The only way to stimulate the scale of sustained investment in research and development of non-CO² emitting power at the China price is if the developed countries, who can afford to do so, force their people to pay the full climate, economic and geopolitical costs of using gasoline and dirty coal. Those countries that have signed the Kyoto Protocol are starting to do that. But America is not.
"We have about 100 scientists working on cellulosic ethanol," Chad Holliday, the CEO of DuPont, told me. "My guess is that we could double the number and add another 50 to start working on how to commercialize it. It would probably cost us less than $100 million to scale up. But I am not ready to do that.
"I can guess what it will cost me to make it and what the price will be, but is the market going to be there? What are the regulations going to be? Is the ethanol subsidy going to be reduced? Will we put a tax on oil to keep ethanol competitive?
"If I know that, it gives me a price target to go after. Without that, I don’t know what the market is and my shareholders don’t know how to value what I am doing."
Summing up the problem, Jeffrey Immelt, the chairman of General Electric, said the big energy players are being asked "to take a 15-minute market signal and make a 40-year decision and that just doesn’t work."
"The U.S. government should decide: What do we want to have happen?" he said. "How much clean coal, how much nuclear and what is the most efficient way to incentivize people to get there?"
The market alone won’t work.
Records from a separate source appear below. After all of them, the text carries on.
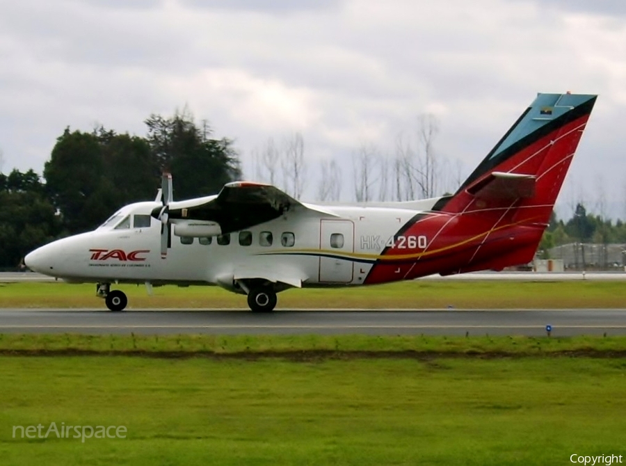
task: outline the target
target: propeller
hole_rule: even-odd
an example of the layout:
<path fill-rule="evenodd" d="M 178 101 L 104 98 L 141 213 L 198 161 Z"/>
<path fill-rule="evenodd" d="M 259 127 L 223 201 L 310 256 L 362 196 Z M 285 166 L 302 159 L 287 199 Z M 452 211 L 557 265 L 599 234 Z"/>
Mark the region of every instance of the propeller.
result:
<path fill-rule="evenodd" d="M 172 174 L 163 173 L 161 179 L 161 200 L 163 207 L 154 216 L 161 220 L 161 258 L 165 259 L 168 255 L 168 249 L 172 247 L 172 225 L 170 224 L 170 203 L 172 202 Z"/>

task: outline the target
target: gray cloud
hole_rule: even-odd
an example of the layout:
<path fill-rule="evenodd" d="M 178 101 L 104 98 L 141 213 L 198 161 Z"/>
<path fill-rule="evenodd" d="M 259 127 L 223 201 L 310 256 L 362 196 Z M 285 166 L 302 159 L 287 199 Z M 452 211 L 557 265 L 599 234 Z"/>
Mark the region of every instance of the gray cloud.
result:
<path fill-rule="evenodd" d="M 193 8 L 254 11 L 271 14 L 335 9 L 342 0 L 179 0 Z"/>
<path fill-rule="evenodd" d="M 623 0 L 536 0 L 538 6 L 552 7 L 564 11 L 592 13 L 607 16 L 626 15 Z"/>
<path fill-rule="evenodd" d="M 621 3 L 549 2 L 5 2 L 4 169 L 40 171 L 68 124 L 143 134 L 151 113 L 188 104 L 244 157 L 301 131 L 312 166 L 349 159 L 361 143 L 392 153 L 398 133 L 432 111 L 438 151 L 469 171 L 536 92 L 569 90 L 601 95 L 572 172 L 606 172 L 617 198 Z"/>

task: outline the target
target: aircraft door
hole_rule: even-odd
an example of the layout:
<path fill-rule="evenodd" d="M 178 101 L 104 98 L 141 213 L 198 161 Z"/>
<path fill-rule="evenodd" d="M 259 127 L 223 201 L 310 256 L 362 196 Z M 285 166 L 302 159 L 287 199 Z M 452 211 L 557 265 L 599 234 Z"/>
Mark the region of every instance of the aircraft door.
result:
<path fill-rule="evenodd" d="M 344 255 L 354 252 L 354 223 L 345 220 L 321 220 L 319 281 L 348 283 L 352 281 L 353 262 Z"/>

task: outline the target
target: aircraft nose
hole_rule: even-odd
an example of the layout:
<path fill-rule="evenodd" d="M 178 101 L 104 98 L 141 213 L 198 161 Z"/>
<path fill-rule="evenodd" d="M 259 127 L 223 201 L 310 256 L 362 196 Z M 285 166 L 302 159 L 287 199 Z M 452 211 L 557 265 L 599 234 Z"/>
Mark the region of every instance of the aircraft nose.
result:
<path fill-rule="evenodd" d="M 46 259 L 45 251 L 42 250 L 44 248 L 35 249 L 32 252 L 29 252 L 24 258 L 24 263 L 26 267 L 34 272 L 40 273 L 45 273 L 49 272 L 51 267 L 49 266 L 49 261 Z"/>

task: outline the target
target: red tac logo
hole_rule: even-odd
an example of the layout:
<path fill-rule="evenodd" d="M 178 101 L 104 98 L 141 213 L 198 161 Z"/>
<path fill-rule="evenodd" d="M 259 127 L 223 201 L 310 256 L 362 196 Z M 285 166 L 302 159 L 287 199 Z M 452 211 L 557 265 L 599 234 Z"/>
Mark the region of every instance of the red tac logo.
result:
<path fill-rule="evenodd" d="M 137 251 L 131 251 L 125 252 L 121 249 L 90 249 L 91 252 L 91 260 L 93 261 L 106 261 L 108 259 L 117 259 L 121 262 L 127 261 L 139 262 L 145 261 L 145 257 L 140 257 L 140 254 L 147 254 L 150 250 L 141 249 Z"/>

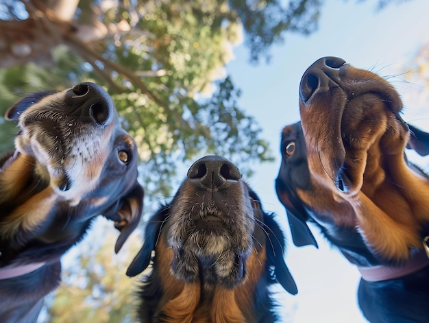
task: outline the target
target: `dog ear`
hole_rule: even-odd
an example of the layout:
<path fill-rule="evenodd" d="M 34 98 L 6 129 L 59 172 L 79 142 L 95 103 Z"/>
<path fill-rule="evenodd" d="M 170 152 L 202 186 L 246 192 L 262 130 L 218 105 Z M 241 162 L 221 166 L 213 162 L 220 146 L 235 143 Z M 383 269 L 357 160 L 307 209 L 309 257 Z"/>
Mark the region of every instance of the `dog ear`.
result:
<path fill-rule="evenodd" d="M 302 207 L 298 198 L 295 198 L 290 193 L 282 193 L 280 198 L 282 204 L 286 208 L 292 241 L 297 247 L 313 245 L 319 248 L 315 237 L 311 233 L 310 228 L 307 225 L 306 220 L 310 217 Z M 297 209 L 295 206 L 299 208 Z"/>
<path fill-rule="evenodd" d="M 32 93 L 27 97 L 23 97 L 21 99 L 15 103 L 13 106 L 8 109 L 5 114 L 6 120 L 14 120 L 18 119 L 22 112 L 25 111 L 28 108 L 34 106 L 42 99 L 55 93 L 55 91 L 43 91 L 37 93 Z"/>
<path fill-rule="evenodd" d="M 297 285 L 284 262 L 286 246 L 283 232 L 274 221 L 273 215 L 264 213 L 264 224 L 269 228 L 265 232 L 268 239 L 266 245 L 267 264 L 270 271 L 270 278 L 277 280 L 289 293 L 296 295 L 298 293 Z"/>
<path fill-rule="evenodd" d="M 143 188 L 136 182 L 131 191 L 112 208 L 113 214 L 108 213 L 104 215 L 106 218 L 114 222 L 114 227 L 121 232 L 114 246 L 117 253 L 140 222 L 144 196 Z"/>
<path fill-rule="evenodd" d="M 169 205 L 163 206 L 149 220 L 145 229 L 144 243 L 127 270 L 127 276 L 134 277 L 149 266 L 152 251 L 156 247 L 162 224 L 169 215 Z"/>
<path fill-rule="evenodd" d="M 290 210 L 286 209 L 286 213 L 288 216 L 293 244 L 297 247 L 313 245 L 318 248 L 319 246 L 315 239 L 315 236 L 311 233 L 307 222 L 304 219 L 304 217 L 300 215 L 300 213 L 297 213 L 297 211 L 294 211 L 293 213 Z M 300 216 L 296 216 L 295 214 L 299 214 Z"/>
<path fill-rule="evenodd" d="M 410 128 L 410 141 L 406 147 L 416 151 L 420 156 L 429 154 L 429 134 L 408 124 Z"/>

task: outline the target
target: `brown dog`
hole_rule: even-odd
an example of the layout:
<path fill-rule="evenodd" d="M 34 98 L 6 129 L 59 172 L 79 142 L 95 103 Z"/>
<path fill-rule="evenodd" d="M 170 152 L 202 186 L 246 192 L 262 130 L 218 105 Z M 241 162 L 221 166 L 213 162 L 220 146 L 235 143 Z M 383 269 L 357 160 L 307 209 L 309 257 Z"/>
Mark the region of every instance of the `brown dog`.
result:
<path fill-rule="evenodd" d="M 317 246 L 306 221 L 316 223 L 358 266 L 369 320 L 427 322 L 429 180 L 404 149 L 427 154 L 429 135 L 402 119 L 385 80 L 340 58 L 311 65 L 299 99 L 302 122 L 283 130 L 276 180 L 295 244 Z"/>
<path fill-rule="evenodd" d="M 60 282 L 60 258 L 99 215 L 121 231 L 118 252 L 139 222 L 134 139 L 103 88 L 82 83 L 23 98 L 16 151 L 0 160 L 0 320 L 36 322 Z"/>
<path fill-rule="evenodd" d="M 149 220 L 130 265 L 153 261 L 138 294 L 141 322 L 270 322 L 269 286 L 297 291 L 284 263 L 284 238 L 272 215 L 228 159 L 195 162 L 171 204 Z M 154 256 L 151 256 L 154 251 Z"/>

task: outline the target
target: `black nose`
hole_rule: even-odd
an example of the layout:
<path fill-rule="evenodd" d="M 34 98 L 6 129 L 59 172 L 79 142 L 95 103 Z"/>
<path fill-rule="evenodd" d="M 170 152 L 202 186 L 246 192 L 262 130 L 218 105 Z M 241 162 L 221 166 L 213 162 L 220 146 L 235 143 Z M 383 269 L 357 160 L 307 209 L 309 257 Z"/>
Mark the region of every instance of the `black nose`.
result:
<path fill-rule="evenodd" d="M 71 115 L 83 122 L 103 125 L 112 119 L 114 108 L 112 99 L 102 87 L 94 83 L 80 83 L 71 88 L 69 101 Z"/>
<path fill-rule="evenodd" d="M 208 191 L 220 191 L 240 180 L 241 173 L 227 158 L 206 156 L 193 163 L 188 171 L 188 178 L 197 181 Z"/>
<path fill-rule="evenodd" d="M 304 73 L 299 84 L 299 98 L 308 103 L 318 92 L 327 92 L 338 84 L 340 67 L 345 61 L 337 57 L 324 57 L 315 62 Z"/>

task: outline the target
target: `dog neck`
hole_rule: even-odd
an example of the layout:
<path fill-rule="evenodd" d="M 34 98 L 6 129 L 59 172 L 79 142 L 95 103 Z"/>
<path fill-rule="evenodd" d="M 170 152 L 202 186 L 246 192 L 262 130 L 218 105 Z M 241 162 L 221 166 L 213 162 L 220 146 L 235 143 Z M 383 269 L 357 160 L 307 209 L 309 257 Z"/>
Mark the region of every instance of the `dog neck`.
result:
<path fill-rule="evenodd" d="M 377 282 L 404 277 L 428 265 L 429 265 L 429 255 L 425 251 L 419 250 L 412 254 L 405 263 L 400 265 L 358 266 L 358 269 L 363 279 L 367 281 Z"/>
<path fill-rule="evenodd" d="M 7 266 L 0 268 L 0 280 L 14 278 L 33 272 L 46 265 L 45 262 L 33 263 L 19 266 Z"/>

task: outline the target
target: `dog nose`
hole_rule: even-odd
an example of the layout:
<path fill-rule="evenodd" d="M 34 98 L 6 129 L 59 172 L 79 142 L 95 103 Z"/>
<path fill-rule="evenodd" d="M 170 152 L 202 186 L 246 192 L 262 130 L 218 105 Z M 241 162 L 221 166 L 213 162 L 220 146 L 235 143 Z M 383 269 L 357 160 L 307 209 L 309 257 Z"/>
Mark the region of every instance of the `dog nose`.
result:
<path fill-rule="evenodd" d="M 104 125 L 112 119 L 114 108 L 110 95 L 94 83 L 80 83 L 70 93 L 71 115 L 83 122 Z"/>
<path fill-rule="evenodd" d="M 317 93 L 328 92 L 338 86 L 340 68 L 345 61 L 337 57 L 324 57 L 315 62 L 304 72 L 299 84 L 299 98 L 307 104 Z"/>
<path fill-rule="evenodd" d="M 219 156 L 206 156 L 189 168 L 188 178 L 198 182 L 208 191 L 228 189 L 241 178 L 240 169 Z"/>

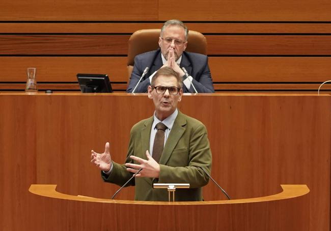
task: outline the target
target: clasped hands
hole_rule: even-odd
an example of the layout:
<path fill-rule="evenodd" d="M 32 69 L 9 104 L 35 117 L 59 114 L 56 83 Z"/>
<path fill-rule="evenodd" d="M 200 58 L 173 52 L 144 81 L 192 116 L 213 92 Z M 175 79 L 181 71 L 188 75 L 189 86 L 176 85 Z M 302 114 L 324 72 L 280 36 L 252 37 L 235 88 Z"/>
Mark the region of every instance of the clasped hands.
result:
<path fill-rule="evenodd" d="M 176 63 L 176 56 L 175 56 L 175 51 L 173 48 L 171 49 L 168 52 L 168 59 L 167 62 L 161 67 L 162 68 L 168 67 L 172 68 L 174 71 L 177 73 L 179 76 L 184 76 L 185 73 L 180 68 L 178 64 Z"/>
<path fill-rule="evenodd" d="M 106 143 L 104 152 L 103 153 L 98 153 L 93 150 L 91 150 L 91 162 L 94 163 L 97 167 L 104 172 L 107 172 L 112 167 L 112 158 L 109 151 L 109 143 Z M 124 165 L 127 167 L 128 172 L 136 173 L 140 169 L 143 169 L 140 173 L 135 175 L 135 177 L 151 177 L 158 178 L 160 173 L 159 164 L 150 155 L 148 150 L 146 151 L 147 159 L 144 159 L 133 155 L 130 158 L 135 160 L 139 164 L 126 163 Z"/>

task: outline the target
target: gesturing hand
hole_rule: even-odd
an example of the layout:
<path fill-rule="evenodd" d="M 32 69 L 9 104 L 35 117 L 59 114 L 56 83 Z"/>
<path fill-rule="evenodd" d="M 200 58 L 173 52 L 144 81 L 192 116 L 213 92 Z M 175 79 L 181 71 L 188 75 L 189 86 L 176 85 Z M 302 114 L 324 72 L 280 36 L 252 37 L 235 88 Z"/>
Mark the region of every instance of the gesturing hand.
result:
<path fill-rule="evenodd" d="M 131 173 L 135 173 L 140 169 L 143 170 L 135 175 L 136 177 L 151 177 L 158 178 L 160 174 L 160 166 L 149 154 L 148 150 L 146 151 L 146 156 L 147 159 L 142 159 L 141 158 L 131 155 L 130 158 L 139 162 L 140 164 L 134 163 L 126 163 L 126 170 Z"/>
<path fill-rule="evenodd" d="M 109 152 L 109 143 L 106 143 L 103 153 L 97 153 L 93 150 L 91 151 L 91 162 L 105 172 L 111 169 L 112 158 Z"/>

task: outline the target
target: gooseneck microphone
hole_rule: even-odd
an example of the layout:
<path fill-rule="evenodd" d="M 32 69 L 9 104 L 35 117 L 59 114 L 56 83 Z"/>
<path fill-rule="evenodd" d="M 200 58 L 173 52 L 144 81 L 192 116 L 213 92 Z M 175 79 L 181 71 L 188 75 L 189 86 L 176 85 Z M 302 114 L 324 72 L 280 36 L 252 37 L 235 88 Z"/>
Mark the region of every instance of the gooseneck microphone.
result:
<path fill-rule="evenodd" d="M 134 88 L 133 89 L 133 90 L 132 91 L 132 93 L 134 93 L 134 91 L 135 90 L 135 88 L 137 88 L 138 86 L 138 85 L 140 83 L 140 81 L 142 81 L 142 79 L 143 78 L 144 78 L 144 76 L 146 75 L 146 74 L 147 74 L 147 72 L 148 72 L 148 70 L 149 70 L 149 68 L 148 67 L 146 67 L 146 68 L 144 70 L 144 72 L 143 72 L 143 75 L 142 75 L 142 77 L 140 77 L 140 79 L 139 79 L 139 81 L 137 83 L 137 84 L 135 85 L 135 87 L 134 87 Z"/>
<path fill-rule="evenodd" d="M 193 89 L 194 89 L 194 91 L 196 92 L 196 93 L 198 93 L 198 91 L 197 90 L 197 89 L 196 89 L 196 87 L 193 85 L 193 83 L 192 83 L 192 81 L 191 81 L 191 79 L 189 78 L 188 78 L 189 76 L 188 76 L 188 73 L 187 73 L 187 71 L 186 71 L 186 70 L 185 69 L 185 68 L 184 67 L 183 67 L 182 68 L 182 70 L 184 72 L 184 74 L 185 74 L 185 76 L 186 77 L 186 78 L 187 79 L 188 79 L 188 80 L 189 81 L 189 82 L 190 83 L 191 85 L 193 87 Z"/>
<path fill-rule="evenodd" d="M 121 191 L 123 188 L 125 187 L 125 185 L 126 185 L 128 184 L 128 183 L 129 183 L 130 182 L 130 181 L 131 180 L 132 180 L 132 179 L 136 175 L 137 175 L 138 173 L 140 173 L 142 171 L 142 170 L 143 170 L 142 168 L 140 169 L 139 170 L 138 170 L 138 172 L 137 172 L 134 174 L 133 174 L 133 176 L 131 177 L 131 178 L 130 178 L 129 179 L 128 181 L 127 181 L 124 184 L 123 184 L 123 185 L 122 187 L 121 187 L 119 190 L 116 191 L 116 192 L 115 192 L 115 193 L 113 195 L 113 196 L 112 196 L 112 200 L 114 199 L 114 198 L 115 197 L 116 194 L 117 193 L 118 193 L 119 192 L 120 192 L 120 191 Z"/>
<path fill-rule="evenodd" d="M 215 183 L 215 184 L 216 184 L 216 185 L 217 186 L 217 187 L 218 187 L 218 188 L 219 188 L 220 189 L 220 190 L 222 190 L 222 192 L 223 192 L 223 193 L 225 194 L 225 195 L 227 196 L 227 197 L 228 197 L 228 199 L 231 200 L 231 199 L 230 199 L 230 196 L 229 196 L 229 195 L 228 195 L 228 193 L 227 193 L 227 192 L 226 192 L 225 190 L 224 189 L 223 189 L 222 188 L 222 187 L 220 187 L 218 185 L 218 184 L 217 184 L 216 182 L 216 181 L 215 181 L 214 180 L 214 179 L 212 178 L 212 177 L 211 177 L 211 176 L 209 174 L 208 174 L 208 173 L 207 173 L 207 171 L 206 171 L 204 169 L 203 169 L 203 168 L 202 168 L 202 166 L 198 166 L 198 167 L 199 167 L 200 169 L 201 169 L 202 170 L 202 171 L 204 171 L 205 172 L 205 173 L 206 173 L 206 174 L 207 174 L 208 175 L 208 177 L 209 177 L 209 178 L 211 179 L 211 180 L 212 180 L 214 182 L 214 183 Z"/>

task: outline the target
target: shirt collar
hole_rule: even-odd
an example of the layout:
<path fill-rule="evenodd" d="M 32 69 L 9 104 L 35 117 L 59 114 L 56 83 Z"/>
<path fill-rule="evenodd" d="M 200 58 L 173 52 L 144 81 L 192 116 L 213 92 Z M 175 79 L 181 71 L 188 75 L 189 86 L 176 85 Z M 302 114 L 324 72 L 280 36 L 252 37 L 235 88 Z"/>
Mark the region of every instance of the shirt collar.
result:
<path fill-rule="evenodd" d="M 178 65 L 180 64 L 180 61 L 182 60 L 182 55 L 181 55 L 178 59 L 177 59 L 177 60 L 176 61 L 176 63 Z M 163 56 L 163 54 L 162 53 L 161 53 L 161 57 L 162 58 L 162 63 L 164 64 L 167 62 L 167 59 L 166 59 L 164 56 Z"/>
<path fill-rule="evenodd" d="M 160 122 L 162 122 L 163 124 L 167 126 L 169 130 L 171 130 L 171 128 L 172 128 L 174 125 L 174 123 L 175 122 L 176 117 L 177 117 L 178 114 L 178 110 L 176 108 L 173 114 L 170 115 L 169 116 L 164 119 L 162 121 L 160 121 L 160 120 L 157 118 L 156 118 L 156 116 L 155 116 L 155 112 L 154 112 L 154 121 L 153 122 L 153 124 L 152 124 L 152 127 L 153 127 L 153 129 L 155 129 L 155 126 L 156 126 L 156 124 Z"/>

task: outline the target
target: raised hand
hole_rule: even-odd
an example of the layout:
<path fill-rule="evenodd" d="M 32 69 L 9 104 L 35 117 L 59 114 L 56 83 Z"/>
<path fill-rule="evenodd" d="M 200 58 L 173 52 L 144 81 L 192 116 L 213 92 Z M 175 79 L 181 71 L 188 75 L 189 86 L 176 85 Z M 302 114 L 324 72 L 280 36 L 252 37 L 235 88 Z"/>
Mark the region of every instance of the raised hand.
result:
<path fill-rule="evenodd" d="M 112 158 L 109 152 L 108 142 L 106 143 L 103 153 L 98 153 L 93 150 L 91 151 L 91 162 L 94 163 L 97 167 L 105 172 L 110 170 Z"/>
<path fill-rule="evenodd" d="M 170 58 L 168 59 L 168 63 L 170 63 L 170 67 L 177 72 L 179 76 L 183 76 L 185 73 L 184 73 L 184 72 L 178 64 L 176 63 L 176 56 L 174 51 L 173 50 L 170 50 L 169 51 L 169 54 L 170 55 Z"/>
<path fill-rule="evenodd" d="M 126 163 L 126 170 L 131 173 L 135 173 L 140 169 L 143 170 L 135 175 L 135 177 L 151 177 L 158 178 L 160 174 L 160 166 L 149 154 L 148 150 L 146 151 L 147 159 L 142 159 L 137 156 L 131 155 L 130 158 L 139 162 L 140 164 Z"/>

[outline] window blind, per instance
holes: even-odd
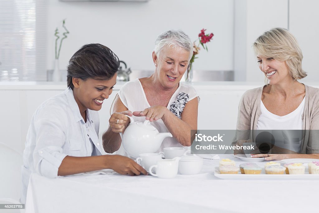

Government’s job is to set high standards, let the market reach them and then raise the standards more.
Government can do this by imposing steadily rising efficiency standards for buildings and appliances and by stipulating that utilities generate a certain amount of electricity from renewables like wind or solar. Or it can impose steadily rising mileage standards for cars or a steadily tightening cap-and-trade system for the amount of CO² any factory or power plant can emit.
Or - my preference and the simplest option - it can impose a carbon tax that will stimulate the market to move away from fuels that emit high levels of CO² and invest in those that don’t.
Am I optimistic? I want to be. Green has hit Main Street, but it’s still less than a new way of life. Why? Because big transformations usually happen when a lot of aggrieved people take to the streets, the politicians react and laws get changed. But the climate-energy debate is more muted and slow-moving.
"This issue doesn’t pit haves-versus-have-nots," notes the Johns Hopkins foreign policy expert Michael Mandelbaum, "but the present versus the future - today’s generation versus its kids and unborn grandchildren." Once the Geo-Green interest group comes of age, Mandelbaum said, "it will be the biggest interest group in history - but by then it could be too late."
An unusual situation like this calls for the ethic of stewardship. Stewardship is what parents do for their kids: think about the long term, so they can have a better future. It is much easier to get families to do that than whole societies, but that is our challenge.
In many ways, our parents rose to such a challenge in World War II - when an entire generation mobilized to preserve our way of life. That is why they were called the Greatest Generation.